The $3.0bn (SCG share $2.0bn) future development pipeline includes major projects at Chermside in Brisbane and Marion in Adelaide. The Group expects to commence between $500m and $1bn of development projects in 2015, including redevelopments at Chatswood and Warringah in Sydney.
“We see the introduction of new international retailers, together with the integration of food, fashion and entertainment experiences, combined with the greater use of digital technology as key trends which will underpin the strength and relevance of our existing centres and future redevelopments,” Peter Allen said.
The Group’s development activity is expected to deliver earnings accretion and create significant long term value.
Immediately following the establishment of Scentre Group on 30 June 2014, a successful A$3.0bn debut bond offering was executed in the euromarkets, demonstrating strong support for the credit. Scentre Group has been assigned an A1 (stable) rating from Moody’s and an A (stable) rating from Standard & Poor’s. The Group intends to operate within a gearing range of between 30% and 35% over time.
The Group’s Statutory Financial Statements lodged today reflect the opening Balance Sheet of Scentre Group as at 30 June 2014. Due to the required accounting treatment of the restructure, the Income Statement comprises the earnings of the former Westfield Group, and is therefore not representative of Scentre Group’s operations for the six months to 30 June 2014.
Westfield Group and Westfield Retail Trust achieved earnings for the six months to 30 June 2014 in line with their respective pro forma forecast for 2014.
The distributions declared in June 2014 for both Westfield Group and Westfield Retail Trust will be paid on 29 August 2014. As these distributions were declared earlier than normal practice, Scentre Group’s share is accrued as a liability in the accounts as at 30 June 2014.
The Group forecasts FFO of 10.88 cents per security with a distribution forecast of 10.2 cents per security for the six months ending 31 December 2014.
Scentre Group (ASX Code: SCG) is the owner and operator of Westfield in Australia and New Zealand employing approximately 2,000 staff in Australia and New Zealand. Scentre Group has interests in and operates 47 centres located in Australia and New Zealand, encompassing approximately 12,500 retail outlets and total assets under management of $39.4 billion.
The financial information included in this release is based on the Scentre Group’s IFRS financial statements. Non IFRS financial information has not been audited or reviewed.

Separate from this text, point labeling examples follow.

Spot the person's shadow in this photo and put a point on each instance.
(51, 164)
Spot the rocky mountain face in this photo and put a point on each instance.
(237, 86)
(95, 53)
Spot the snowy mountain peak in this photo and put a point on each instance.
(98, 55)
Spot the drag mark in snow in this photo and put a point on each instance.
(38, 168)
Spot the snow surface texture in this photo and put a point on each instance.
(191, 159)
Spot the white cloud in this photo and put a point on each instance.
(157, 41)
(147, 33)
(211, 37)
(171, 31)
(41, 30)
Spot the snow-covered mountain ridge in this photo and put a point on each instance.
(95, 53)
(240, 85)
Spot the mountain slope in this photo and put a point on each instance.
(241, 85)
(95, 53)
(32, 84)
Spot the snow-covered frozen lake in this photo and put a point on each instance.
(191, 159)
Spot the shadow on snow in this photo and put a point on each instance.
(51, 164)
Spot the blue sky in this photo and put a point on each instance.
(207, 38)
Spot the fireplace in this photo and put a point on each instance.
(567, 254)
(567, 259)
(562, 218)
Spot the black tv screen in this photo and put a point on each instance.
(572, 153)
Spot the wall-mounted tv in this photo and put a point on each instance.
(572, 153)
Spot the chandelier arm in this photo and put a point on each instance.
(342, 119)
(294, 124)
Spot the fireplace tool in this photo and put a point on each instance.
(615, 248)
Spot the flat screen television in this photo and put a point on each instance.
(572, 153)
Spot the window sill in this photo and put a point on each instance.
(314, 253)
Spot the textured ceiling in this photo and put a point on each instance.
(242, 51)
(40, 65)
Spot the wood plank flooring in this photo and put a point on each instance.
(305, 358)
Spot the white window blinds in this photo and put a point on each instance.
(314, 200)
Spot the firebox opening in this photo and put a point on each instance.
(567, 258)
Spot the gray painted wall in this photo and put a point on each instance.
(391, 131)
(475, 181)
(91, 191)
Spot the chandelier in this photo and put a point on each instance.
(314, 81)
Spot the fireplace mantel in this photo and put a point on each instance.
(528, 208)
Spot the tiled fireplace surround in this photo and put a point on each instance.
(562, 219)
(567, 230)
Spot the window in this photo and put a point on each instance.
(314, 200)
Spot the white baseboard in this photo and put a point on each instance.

This release contains forward-looking statements, including statements regarding future earnings and distributions that are based on information and assumptions available to us as of the date of this presentation. Actual results, performance or achievements could be significantly different from those expressed in, or implied by, these forward looking statements. These forward-looking statements are not guarantees or predictions of future performance, and involve known and unknown risks, uncertainties and other factors, many of which are beyond our control, and which may cause actual results to differ materially from those expressed in the statements contained in this release. A number of these risk factors are described in the Securityholder Booklet issued by Westfield Group on 14 April 2014 in connection with the merger of Westfield Group’s Australian and New Zealand business with Westfield Retail Trust to create Scentre Group, lodged with ASX and available on Scentre Group’s website at www.scentregroup.com. You should not place undue reliance on these forward-looking statements.
Except as required by law or regulation (including the ASX Listing Rules) we undertake no obligation to update these forward-looking statements.